No, you don’t give up all your rights at this point. It is the question that I get asked the most at this point. Search warrants are still required by law, these days, even for an individual that owns a class 3 weapon.


I had read that there were some circumstances where they can "search your home" / perform inspection, but IIRC it had to do with being a Class III dealer that stores the weapons at his home. Something like that anyway.

Someone who knows for sure want to confirm or correct that for me?

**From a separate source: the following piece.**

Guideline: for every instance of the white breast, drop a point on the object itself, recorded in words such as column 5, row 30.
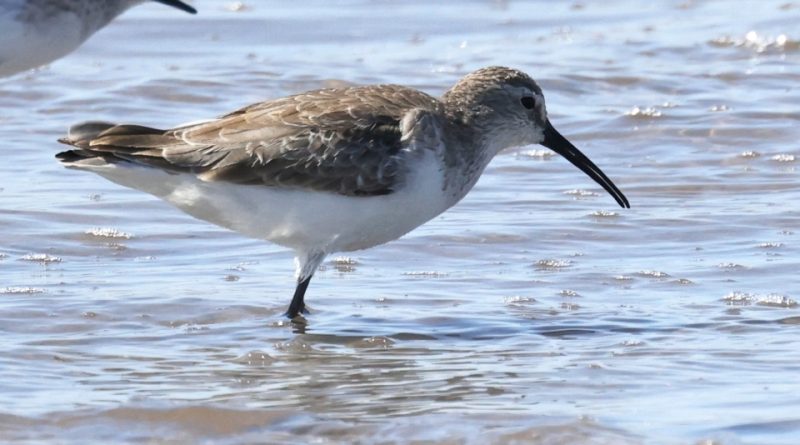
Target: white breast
column 299, row 219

*EDIT* may have answered it myself. Found the link in my bookmarks:

http://www.recguns.com/Sources/IIF1.html
As to surrendering your 4th amendment (search and seizure)
rights, this is definitely true when one gets a Federal Firearms
License. The law allows the ATF to inspect your records and
inventory once every 12 months without any cause, and at any
point during the course of a bona fide criminal investigation (18
USC sec. 923(g)). They may inspect without warning during
business hours. The only modification of the above pertains to
the C&R FFL (type 03) where ATF must schedule the inspection,
(C&R FFL holders do not have business hours) and they must have
the inspection at their office nearest the C&R FFL holders
premises, if the holder so requests. ATF may look around the
licensed premises for other weapons not on your records. This
means they take the position that if your licensed premises are
your home they may search it, as part of the annual compliance
inspection. The constitutionality of the warrantless
"administrative search" of licensees provided for in the Gun
Control Act has been upheld by the US Supreme Court, see U.S. v.
Biswell, 406 U.S. 311 (1972). Biswell was partially overturned
by Congress by 1986 changes to the requirements for a warrant
under the GCA, but the administrative search provisions remain.

.........................

As to one who is neither a FFL nor SOT, but only owns
weapons regulated under the National Firearms Act, the law seems
clear, but practice is a little murky. ATF may only compel you
to show an agent upon request the registration paperwork, that
is the Form 1, 2, 3, 4, 5 or whatever else might have been used
to register the weapon. See 26 USC sec. 5841(e). They do not
have any right to compel you to show them the weapon. However
they apparently (I have no first hand knowledge) take the
position that they can compel one to show ATF the weapon upon
request, even if the owner has no FFL. As always the Fourth
amendment applies, and ATF may not enter your home or other place
of storage of the NFA weapon, nor seize the weapon, without a
warrant, or without falling under an exception the Supreme Court
has created to the operation of the Fourth amendment. They
should also need a warrant to compel a non-FFL holder to show
them the weapon, and I would insist upon that, myself.